Figure 8 shows a stack of five sections of the human brain phantom printed by our FDM system using the simplified MR images. To fit in the working space of the current FDM system, the simplified MR images are shrunk to 65% of their original sizes. Four layers of the transparent base material are printed as the support at the bottom of the phantom before the brain phantom is printed. The thickness of each printed section is 0.4 mm, and each MR section is repetitively printed for three layers. After all the five MRI sections are printed, a layer of transparent base material is printed on the top of the phantom to protect it from physical damage. The temperature of the print-head is set as 72°C, the temperature of heating ring is set as 75°C, and the temperature of the feeding pipe is set as 75°C. The material feeding rate is $172\mu \mathrm{L}/\min$, and the moving speed of the print-head is $1000\mathrm{mm}/\min$. The average height of the printed phantom is 8.12 mm, and the maximum width is 107.23 mm. Figure 9 shows the original MR images, the simplified MR images, and the photographic images of the FDM printed sections of the brain phantom.

Fig. 8

Photographic image of the stacked brain phantom fabricated by FDM based on the simplified magnetic resonance (MR) images. Each big grid on the bottom of the phantom corresponds to 30 mm.

Fig. 9

Rows from top down are slices of original MR images at different brain sections, slices of MR images after being simplified into four tissue types, and slices of tissue-simulating phantoms produced by our FDM system.

To quantitatively evaluate how the FDM-printed phantom approximates the geometric features of the simplified brain MR imaging sections, we compare the photographic image of each phantom section with the corresponding simplified MR image by defining a “similarity index” as the ratio between the overlapped area $S^{\prime }$ of two images and the area $S$ of the simplified MR image for each of the four tissue types. First, a MATLAB^® image processing toolkit is used to coregister between the phantom image and the simplified MR image. Second, binary images are generated based on the coregistered images for different tissue types. Finally, similarity indices are calculated for individual tissue types by taking the ratio of $S^{\prime }$ and $S$. This analysis yields similarity indices better than 95%, 93%, 92%, and 92% for the skin/skull region, the CSF region, the gray matter region, and the white matter region, respectively. These results demonstrate that our FDM system is able to fabricate tissue-simulating phantoms with fidelity.

Although we are able to fabricate the gel wax phantoms that simulate different tissue types in consequent brain sections, the current fabrication method still has several limitations. Especially, the printed boundaries and the overlapping areas are typically fuzzy, partially owing to the limited resolution of the existing FDM system (0.5 mm) and the temperature-dependent viscoelastic fluid properties of gel wax. This limitation makes it difficult to reproduce the fine morphologic characteristics as shown in the original brain MR images.

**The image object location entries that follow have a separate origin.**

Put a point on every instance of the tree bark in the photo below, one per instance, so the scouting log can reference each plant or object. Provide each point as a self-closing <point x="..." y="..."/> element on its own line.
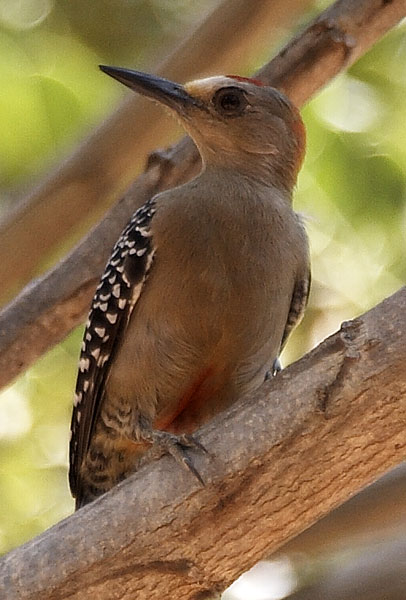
<point x="276" y="463"/>
<point x="377" y="512"/>
<point x="47" y="310"/>
<point x="105" y="164"/>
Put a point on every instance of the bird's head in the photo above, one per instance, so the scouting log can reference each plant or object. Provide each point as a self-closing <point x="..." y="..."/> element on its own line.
<point x="236" y="122"/>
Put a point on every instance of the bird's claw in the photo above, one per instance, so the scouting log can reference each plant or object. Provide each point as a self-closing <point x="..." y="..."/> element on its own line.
<point x="175" y="446"/>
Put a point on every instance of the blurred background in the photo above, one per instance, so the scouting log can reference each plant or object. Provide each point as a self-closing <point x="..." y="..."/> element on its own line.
<point x="352" y="191"/>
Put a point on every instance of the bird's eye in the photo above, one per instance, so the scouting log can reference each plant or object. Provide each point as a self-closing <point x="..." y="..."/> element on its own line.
<point x="230" y="101"/>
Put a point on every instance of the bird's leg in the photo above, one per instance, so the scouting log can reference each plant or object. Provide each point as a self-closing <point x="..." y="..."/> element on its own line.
<point x="169" y="443"/>
<point x="276" y="368"/>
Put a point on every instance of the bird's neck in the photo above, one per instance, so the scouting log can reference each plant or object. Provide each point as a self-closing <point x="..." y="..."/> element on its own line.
<point x="244" y="181"/>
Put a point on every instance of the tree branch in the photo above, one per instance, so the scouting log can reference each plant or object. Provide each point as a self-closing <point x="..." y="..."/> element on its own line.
<point x="377" y="512"/>
<point x="50" y="307"/>
<point x="109" y="160"/>
<point x="306" y="441"/>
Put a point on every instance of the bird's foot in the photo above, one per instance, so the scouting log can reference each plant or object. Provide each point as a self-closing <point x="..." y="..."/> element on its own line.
<point x="276" y="368"/>
<point x="175" y="445"/>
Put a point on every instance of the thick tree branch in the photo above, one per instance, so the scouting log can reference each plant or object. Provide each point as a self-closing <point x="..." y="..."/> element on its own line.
<point x="103" y="167"/>
<point x="307" y="441"/>
<point x="377" y="512"/>
<point x="48" y="309"/>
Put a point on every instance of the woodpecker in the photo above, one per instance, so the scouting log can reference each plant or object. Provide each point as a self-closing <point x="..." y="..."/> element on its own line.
<point x="201" y="290"/>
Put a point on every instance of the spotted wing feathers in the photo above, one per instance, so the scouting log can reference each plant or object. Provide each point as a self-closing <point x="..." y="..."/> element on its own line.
<point x="114" y="300"/>
<point x="298" y="305"/>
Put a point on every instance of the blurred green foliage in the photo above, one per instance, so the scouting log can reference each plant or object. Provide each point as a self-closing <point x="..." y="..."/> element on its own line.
<point x="351" y="191"/>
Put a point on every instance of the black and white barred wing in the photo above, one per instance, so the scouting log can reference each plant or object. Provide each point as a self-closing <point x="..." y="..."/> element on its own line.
<point x="116" y="295"/>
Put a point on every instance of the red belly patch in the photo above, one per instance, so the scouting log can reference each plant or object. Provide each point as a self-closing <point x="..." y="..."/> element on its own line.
<point x="190" y="413"/>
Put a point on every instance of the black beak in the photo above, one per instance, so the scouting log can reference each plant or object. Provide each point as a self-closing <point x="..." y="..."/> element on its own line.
<point x="172" y="94"/>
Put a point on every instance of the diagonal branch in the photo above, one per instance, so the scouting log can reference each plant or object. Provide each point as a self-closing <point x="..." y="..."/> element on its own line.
<point x="108" y="161"/>
<point x="277" y="462"/>
<point x="50" y="307"/>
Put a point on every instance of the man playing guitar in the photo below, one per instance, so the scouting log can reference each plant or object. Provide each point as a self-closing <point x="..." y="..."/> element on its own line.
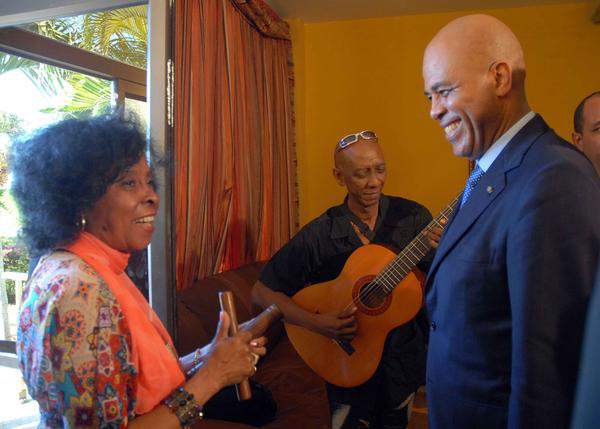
<point x="318" y="253"/>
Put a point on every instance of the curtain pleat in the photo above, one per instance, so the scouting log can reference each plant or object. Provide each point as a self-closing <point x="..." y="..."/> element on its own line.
<point x="235" y="168"/>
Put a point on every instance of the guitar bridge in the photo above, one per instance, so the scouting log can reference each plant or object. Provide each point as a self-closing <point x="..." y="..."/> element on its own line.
<point x="346" y="346"/>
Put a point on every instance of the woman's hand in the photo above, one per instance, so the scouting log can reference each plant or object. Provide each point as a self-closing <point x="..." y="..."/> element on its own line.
<point x="229" y="359"/>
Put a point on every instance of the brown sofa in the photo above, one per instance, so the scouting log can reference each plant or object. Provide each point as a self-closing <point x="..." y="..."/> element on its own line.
<point x="300" y="394"/>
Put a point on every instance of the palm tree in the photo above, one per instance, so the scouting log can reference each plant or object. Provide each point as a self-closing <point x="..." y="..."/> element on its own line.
<point x="120" y="34"/>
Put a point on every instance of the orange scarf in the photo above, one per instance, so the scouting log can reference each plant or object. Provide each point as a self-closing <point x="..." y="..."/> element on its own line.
<point x="152" y="351"/>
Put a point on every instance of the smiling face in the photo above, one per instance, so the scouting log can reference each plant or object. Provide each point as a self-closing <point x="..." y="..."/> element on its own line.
<point x="462" y="99"/>
<point x="361" y="168"/>
<point x="588" y="140"/>
<point x="123" y="217"/>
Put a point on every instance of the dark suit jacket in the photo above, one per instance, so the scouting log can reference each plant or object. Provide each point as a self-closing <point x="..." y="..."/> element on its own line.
<point x="509" y="286"/>
<point x="586" y="413"/>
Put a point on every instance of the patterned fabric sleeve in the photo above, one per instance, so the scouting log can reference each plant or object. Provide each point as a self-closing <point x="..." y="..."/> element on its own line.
<point x="74" y="347"/>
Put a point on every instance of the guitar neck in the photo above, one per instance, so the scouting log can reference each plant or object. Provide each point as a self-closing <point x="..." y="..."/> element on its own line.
<point x="414" y="252"/>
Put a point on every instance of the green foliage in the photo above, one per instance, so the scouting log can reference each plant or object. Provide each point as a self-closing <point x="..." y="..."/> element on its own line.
<point x="120" y="34"/>
<point x="15" y="259"/>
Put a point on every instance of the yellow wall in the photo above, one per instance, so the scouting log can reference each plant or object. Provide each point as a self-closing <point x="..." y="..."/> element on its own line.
<point x="366" y="74"/>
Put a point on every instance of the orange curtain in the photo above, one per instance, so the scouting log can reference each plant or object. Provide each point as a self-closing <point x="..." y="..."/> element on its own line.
<point x="235" y="177"/>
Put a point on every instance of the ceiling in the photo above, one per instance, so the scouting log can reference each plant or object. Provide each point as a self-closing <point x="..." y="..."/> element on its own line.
<point x="334" y="10"/>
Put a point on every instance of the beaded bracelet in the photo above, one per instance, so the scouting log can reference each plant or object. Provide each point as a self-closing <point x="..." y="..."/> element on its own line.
<point x="181" y="403"/>
<point x="197" y="357"/>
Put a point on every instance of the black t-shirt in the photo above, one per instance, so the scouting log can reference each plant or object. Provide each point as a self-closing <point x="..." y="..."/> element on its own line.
<point x="318" y="254"/>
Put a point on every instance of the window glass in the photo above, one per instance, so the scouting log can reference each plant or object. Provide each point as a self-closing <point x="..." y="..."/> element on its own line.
<point x="119" y="34"/>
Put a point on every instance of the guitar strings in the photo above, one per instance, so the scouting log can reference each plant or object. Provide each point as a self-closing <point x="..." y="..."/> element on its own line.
<point x="387" y="272"/>
<point x="387" y="275"/>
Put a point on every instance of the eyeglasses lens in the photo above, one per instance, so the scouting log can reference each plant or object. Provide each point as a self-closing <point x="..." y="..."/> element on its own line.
<point x="349" y="139"/>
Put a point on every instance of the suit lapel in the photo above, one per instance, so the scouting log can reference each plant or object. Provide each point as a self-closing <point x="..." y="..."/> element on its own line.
<point x="489" y="188"/>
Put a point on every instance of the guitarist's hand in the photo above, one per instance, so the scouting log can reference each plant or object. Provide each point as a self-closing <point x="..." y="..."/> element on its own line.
<point x="340" y="326"/>
<point x="435" y="233"/>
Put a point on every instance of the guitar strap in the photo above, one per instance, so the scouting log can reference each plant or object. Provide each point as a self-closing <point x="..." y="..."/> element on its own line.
<point x="363" y="227"/>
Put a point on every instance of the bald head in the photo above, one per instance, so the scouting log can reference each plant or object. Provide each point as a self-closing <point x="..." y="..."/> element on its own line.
<point x="478" y="41"/>
<point x="474" y="74"/>
<point x="360" y="167"/>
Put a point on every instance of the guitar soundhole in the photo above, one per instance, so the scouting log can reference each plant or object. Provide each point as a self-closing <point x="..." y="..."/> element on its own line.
<point x="372" y="298"/>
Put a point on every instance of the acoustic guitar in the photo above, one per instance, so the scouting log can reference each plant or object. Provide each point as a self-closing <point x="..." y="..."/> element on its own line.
<point x="386" y="289"/>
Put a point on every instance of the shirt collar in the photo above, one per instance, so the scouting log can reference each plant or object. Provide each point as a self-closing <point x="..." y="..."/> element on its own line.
<point x="496" y="148"/>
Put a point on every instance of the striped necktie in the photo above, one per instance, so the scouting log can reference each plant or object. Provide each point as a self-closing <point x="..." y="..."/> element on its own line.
<point x="471" y="183"/>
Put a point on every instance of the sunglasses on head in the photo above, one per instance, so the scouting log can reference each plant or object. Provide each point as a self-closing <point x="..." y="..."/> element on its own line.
<point x="353" y="138"/>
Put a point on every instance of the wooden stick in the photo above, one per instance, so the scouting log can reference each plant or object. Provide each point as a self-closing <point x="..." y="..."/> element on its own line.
<point x="226" y="300"/>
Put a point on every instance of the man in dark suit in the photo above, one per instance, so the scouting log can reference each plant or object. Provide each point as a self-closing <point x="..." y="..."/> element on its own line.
<point x="586" y="412"/>
<point x="509" y="286"/>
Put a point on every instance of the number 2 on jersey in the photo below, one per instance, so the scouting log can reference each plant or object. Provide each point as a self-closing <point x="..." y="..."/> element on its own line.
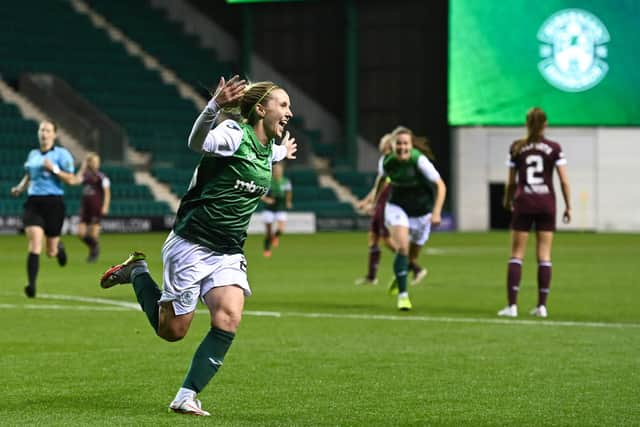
<point x="535" y="167"/>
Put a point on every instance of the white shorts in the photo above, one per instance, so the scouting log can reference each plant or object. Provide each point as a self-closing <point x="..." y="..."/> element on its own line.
<point x="268" y="217"/>
<point x="419" y="226"/>
<point x="191" y="270"/>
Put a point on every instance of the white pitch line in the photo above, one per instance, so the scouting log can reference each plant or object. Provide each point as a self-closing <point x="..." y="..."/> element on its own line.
<point x="126" y="306"/>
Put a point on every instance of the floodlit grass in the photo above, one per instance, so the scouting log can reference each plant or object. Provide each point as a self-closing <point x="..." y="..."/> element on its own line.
<point x="315" y="350"/>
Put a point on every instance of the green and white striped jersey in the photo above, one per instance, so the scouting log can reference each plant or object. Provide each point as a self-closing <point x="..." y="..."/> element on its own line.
<point x="411" y="182"/>
<point x="233" y="174"/>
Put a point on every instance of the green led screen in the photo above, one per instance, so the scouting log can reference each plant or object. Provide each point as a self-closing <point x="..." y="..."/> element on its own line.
<point x="577" y="60"/>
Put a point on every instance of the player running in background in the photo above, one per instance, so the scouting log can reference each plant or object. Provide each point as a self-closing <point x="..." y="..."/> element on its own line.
<point x="529" y="194"/>
<point x="96" y="197"/>
<point x="203" y="255"/>
<point x="377" y="229"/>
<point x="415" y="203"/>
<point x="276" y="202"/>
<point x="46" y="169"/>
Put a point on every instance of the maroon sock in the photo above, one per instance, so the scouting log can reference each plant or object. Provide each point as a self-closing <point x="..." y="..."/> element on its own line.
<point x="89" y="241"/>
<point x="514" y="272"/>
<point x="415" y="268"/>
<point x="374" y="261"/>
<point x="544" y="282"/>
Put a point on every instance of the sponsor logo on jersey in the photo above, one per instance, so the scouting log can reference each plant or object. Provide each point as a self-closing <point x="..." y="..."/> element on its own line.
<point x="187" y="298"/>
<point x="250" y="187"/>
<point x="573" y="50"/>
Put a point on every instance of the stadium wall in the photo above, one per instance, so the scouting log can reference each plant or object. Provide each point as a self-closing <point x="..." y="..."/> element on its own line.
<point x="601" y="167"/>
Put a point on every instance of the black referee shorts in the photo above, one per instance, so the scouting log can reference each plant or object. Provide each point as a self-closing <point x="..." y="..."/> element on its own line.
<point x="46" y="212"/>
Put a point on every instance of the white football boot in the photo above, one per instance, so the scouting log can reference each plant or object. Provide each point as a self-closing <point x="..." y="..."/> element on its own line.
<point x="188" y="406"/>
<point x="539" y="311"/>
<point x="509" y="311"/>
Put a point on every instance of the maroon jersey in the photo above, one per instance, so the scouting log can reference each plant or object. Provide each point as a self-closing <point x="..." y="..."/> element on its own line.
<point x="377" y="221"/>
<point x="534" y="166"/>
<point x="93" y="185"/>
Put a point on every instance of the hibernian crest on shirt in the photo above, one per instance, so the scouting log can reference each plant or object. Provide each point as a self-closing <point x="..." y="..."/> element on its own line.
<point x="573" y="50"/>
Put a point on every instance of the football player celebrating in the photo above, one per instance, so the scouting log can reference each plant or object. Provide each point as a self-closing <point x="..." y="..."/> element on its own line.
<point x="415" y="203"/>
<point x="203" y="255"/>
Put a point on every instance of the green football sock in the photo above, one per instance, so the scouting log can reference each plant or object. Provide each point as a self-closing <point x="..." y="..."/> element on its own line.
<point x="400" y="268"/>
<point x="148" y="295"/>
<point x="208" y="359"/>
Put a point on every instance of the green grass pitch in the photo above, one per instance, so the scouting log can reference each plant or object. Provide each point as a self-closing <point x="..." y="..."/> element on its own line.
<point x="315" y="350"/>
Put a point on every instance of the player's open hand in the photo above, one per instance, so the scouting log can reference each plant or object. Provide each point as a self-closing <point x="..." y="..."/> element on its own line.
<point x="228" y="93"/>
<point x="290" y="144"/>
<point x="436" y="219"/>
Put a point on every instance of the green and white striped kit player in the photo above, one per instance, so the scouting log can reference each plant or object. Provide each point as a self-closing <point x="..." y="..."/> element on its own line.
<point x="227" y="184"/>
<point x="411" y="182"/>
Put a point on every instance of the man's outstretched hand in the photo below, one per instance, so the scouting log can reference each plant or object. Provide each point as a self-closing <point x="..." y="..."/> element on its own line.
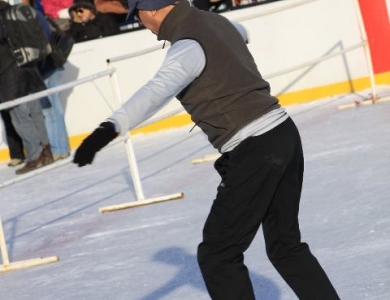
<point x="102" y="135"/>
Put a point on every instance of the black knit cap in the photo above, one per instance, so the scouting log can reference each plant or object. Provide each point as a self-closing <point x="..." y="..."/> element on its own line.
<point x="83" y="4"/>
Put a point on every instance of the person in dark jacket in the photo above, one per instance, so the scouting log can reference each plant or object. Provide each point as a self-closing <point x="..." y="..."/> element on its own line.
<point x="27" y="118"/>
<point x="211" y="71"/>
<point x="87" y="23"/>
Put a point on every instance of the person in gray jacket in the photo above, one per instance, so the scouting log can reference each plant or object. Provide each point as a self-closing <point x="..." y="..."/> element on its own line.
<point x="261" y="165"/>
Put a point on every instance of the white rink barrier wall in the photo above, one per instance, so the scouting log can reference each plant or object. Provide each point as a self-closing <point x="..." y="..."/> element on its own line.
<point x="283" y="35"/>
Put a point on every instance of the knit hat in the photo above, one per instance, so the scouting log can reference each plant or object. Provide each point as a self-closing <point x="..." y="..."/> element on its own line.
<point x="134" y="5"/>
<point x="82" y="4"/>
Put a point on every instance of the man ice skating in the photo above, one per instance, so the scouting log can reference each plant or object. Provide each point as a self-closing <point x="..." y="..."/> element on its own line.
<point x="212" y="73"/>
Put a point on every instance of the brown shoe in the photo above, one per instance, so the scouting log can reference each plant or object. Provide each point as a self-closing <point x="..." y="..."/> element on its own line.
<point x="47" y="155"/>
<point x="15" y="162"/>
<point x="31" y="165"/>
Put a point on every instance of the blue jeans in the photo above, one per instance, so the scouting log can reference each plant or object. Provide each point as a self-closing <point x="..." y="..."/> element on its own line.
<point x="28" y="121"/>
<point x="55" y="117"/>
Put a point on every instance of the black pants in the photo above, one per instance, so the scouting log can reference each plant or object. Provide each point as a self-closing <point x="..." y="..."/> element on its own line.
<point x="261" y="185"/>
<point x="15" y="144"/>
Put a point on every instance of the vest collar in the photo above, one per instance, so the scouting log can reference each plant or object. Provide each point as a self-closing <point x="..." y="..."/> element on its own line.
<point x="174" y="19"/>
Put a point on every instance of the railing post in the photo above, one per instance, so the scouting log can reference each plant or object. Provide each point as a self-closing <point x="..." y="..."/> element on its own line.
<point x="129" y="144"/>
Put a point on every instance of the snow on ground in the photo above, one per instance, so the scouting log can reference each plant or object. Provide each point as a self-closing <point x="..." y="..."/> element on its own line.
<point x="149" y="252"/>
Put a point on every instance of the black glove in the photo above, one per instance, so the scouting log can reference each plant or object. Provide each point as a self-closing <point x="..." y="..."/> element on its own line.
<point x="102" y="135"/>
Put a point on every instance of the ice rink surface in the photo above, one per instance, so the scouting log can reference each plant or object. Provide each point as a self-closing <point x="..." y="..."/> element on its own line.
<point x="149" y="252"/>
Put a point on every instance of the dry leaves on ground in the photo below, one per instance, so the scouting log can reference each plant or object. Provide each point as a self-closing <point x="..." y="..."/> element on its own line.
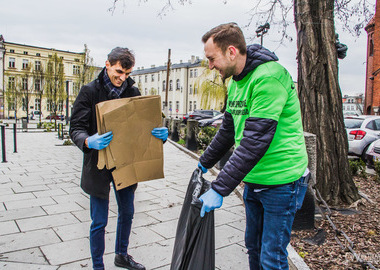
<point x="361" y="226"/>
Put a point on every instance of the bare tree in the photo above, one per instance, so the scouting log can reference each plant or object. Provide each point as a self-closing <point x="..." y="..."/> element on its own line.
<point x="55" y="85"/>
<point x="38" y="75"/>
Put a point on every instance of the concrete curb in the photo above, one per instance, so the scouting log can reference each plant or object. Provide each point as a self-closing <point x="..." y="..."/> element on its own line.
<point x="295" y="261"/>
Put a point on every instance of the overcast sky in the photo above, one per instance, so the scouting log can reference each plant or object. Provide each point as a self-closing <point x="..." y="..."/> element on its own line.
<point x="69" y="24"/>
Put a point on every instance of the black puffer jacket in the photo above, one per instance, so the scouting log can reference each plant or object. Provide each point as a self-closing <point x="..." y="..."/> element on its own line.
<point x="83" y="124"/>
<point x="257" y="136"/>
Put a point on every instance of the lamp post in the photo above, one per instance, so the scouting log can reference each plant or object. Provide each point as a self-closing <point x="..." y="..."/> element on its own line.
<point x="376" y="110"/>
<point x="262" y="30"/>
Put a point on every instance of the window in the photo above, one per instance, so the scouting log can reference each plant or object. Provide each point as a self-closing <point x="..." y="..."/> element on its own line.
<point x="24" y="104"/>
<point x="60" y="106"/>
<point x="25" y="63"/>
<point x="37" y="104"/>
<point x="24" y="83"/>
<point x="76" y="70"/>
<point x="11" y="104"/>
<point x="37" y="65"/>
<point x="11" y="83"/>
<point x="171" y="85"/>
<point x="37" y="85"/>
<point x="12" y="62"/>
<point x="76" y="88"/>
<point x="49" y="105"/>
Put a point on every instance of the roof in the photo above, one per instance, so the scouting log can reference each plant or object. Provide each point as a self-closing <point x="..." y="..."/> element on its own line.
<point x="37" y="47"/>
<point x="197" y="63"/>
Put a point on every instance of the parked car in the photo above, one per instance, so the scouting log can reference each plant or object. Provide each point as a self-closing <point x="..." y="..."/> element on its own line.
<point x="373" y="153"/>
<point x="200" y="114"/>
<point x="55" y="116"/>
<point x="208" y="122"/>
<point x="35" y="114"/>
<point x="361" y="132"/>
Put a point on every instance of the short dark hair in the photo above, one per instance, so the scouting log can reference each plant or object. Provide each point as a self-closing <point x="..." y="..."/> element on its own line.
<point x="225" y="35"/>
<point x="122" y="55"/>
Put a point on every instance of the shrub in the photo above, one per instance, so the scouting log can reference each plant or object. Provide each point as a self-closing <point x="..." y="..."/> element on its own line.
<point x="358" y="168"/>
<point x="205" y="136"/>
<point x="67" y="142"/>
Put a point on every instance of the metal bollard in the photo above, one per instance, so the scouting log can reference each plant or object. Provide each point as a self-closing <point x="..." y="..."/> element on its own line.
<point x="60" y="131"/>
<point x="3" y="143"/>
<point x="191" y="141"/>
<point x="14" y="138"/>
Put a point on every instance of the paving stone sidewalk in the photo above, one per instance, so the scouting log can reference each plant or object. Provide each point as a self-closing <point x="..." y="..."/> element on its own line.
<point x="45" y="219"/>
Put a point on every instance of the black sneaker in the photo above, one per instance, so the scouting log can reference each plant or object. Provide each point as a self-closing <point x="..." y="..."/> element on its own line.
<point x="126" y="261"/>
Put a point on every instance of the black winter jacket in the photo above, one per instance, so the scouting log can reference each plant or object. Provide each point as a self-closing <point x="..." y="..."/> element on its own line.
<point x="257" y="136"/>
<point x="83" y="124"/>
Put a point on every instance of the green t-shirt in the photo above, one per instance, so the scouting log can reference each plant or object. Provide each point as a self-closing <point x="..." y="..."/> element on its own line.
<point x="269" y="92"/>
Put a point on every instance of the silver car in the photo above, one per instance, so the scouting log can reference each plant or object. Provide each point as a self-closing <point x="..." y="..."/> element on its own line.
<point x="361" y="131"/>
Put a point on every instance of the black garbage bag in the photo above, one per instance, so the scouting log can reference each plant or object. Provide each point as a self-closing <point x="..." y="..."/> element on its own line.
<point x="194" y="246"/>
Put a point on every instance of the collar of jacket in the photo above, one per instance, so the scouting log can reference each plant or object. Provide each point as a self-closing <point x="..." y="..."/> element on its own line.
<point x="256" y="55"/>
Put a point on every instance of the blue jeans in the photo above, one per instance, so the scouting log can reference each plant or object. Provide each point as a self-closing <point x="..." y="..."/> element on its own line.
<point x="270" y="214"/>
<point x="99" y="216"/>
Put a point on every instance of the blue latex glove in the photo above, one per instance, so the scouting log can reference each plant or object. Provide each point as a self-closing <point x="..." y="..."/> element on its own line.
<point x="211" y="200"/>
<point x="161" y="133"/>
<point x="200" y="166"/>
<point x="99" y="142"/>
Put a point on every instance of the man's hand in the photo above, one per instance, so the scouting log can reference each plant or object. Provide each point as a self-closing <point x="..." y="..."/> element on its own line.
<point x="161" y="133"/>
<point x="99" y="142"/>
<point x="211" y="200"/>
<point x="203" y="169"/>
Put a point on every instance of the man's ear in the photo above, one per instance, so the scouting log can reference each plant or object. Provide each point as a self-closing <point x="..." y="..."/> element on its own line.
<point x="232" y="52"/>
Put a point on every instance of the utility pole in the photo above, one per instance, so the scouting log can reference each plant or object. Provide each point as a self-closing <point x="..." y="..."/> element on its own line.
<point x="166" y="109"/>
<point x="262" y="30"/>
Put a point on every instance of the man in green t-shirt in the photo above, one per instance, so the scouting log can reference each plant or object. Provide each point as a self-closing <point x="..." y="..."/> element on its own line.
<point x="263" y="120"/>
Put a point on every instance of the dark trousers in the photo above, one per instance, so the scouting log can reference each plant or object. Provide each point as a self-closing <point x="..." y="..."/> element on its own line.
<point x="99" y="216"/>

Therefore, further improvement of the FDM process and optimization of the material system are required for freeform fabrication of a 3-D brain model with high structural fidelity in the future.

3.2.

Simulating Tissue Optical Properties

The technical feasibility of printing tissue-simulating phantoms with optical fidelity is demonstrated by testing the optical properties of a two-layered phantom in comparison with those of a Monte Carlo simulation. Four sets of phantoms are fabricated by casting one layer of gel wax phantom on top of the other. The top and the bottom layers have different absorption and scattering properties as measured by the tissue spectrophotometer before casting. All the top layers have a length of 100 mm, a width of 100 mm, and a thickness of 5 mm. All the bottom layers have the same length and width, but a different thickness of 50 mm to approximate a semi-infinite boundary condition. Table 2 shows the optical parameters of the four phantoms (namely A, B, C, and D) and their optical properties of the top and the bottom layers.

Table 2

Optical parameters of the fabricated two-layered phantoms at 834 nm.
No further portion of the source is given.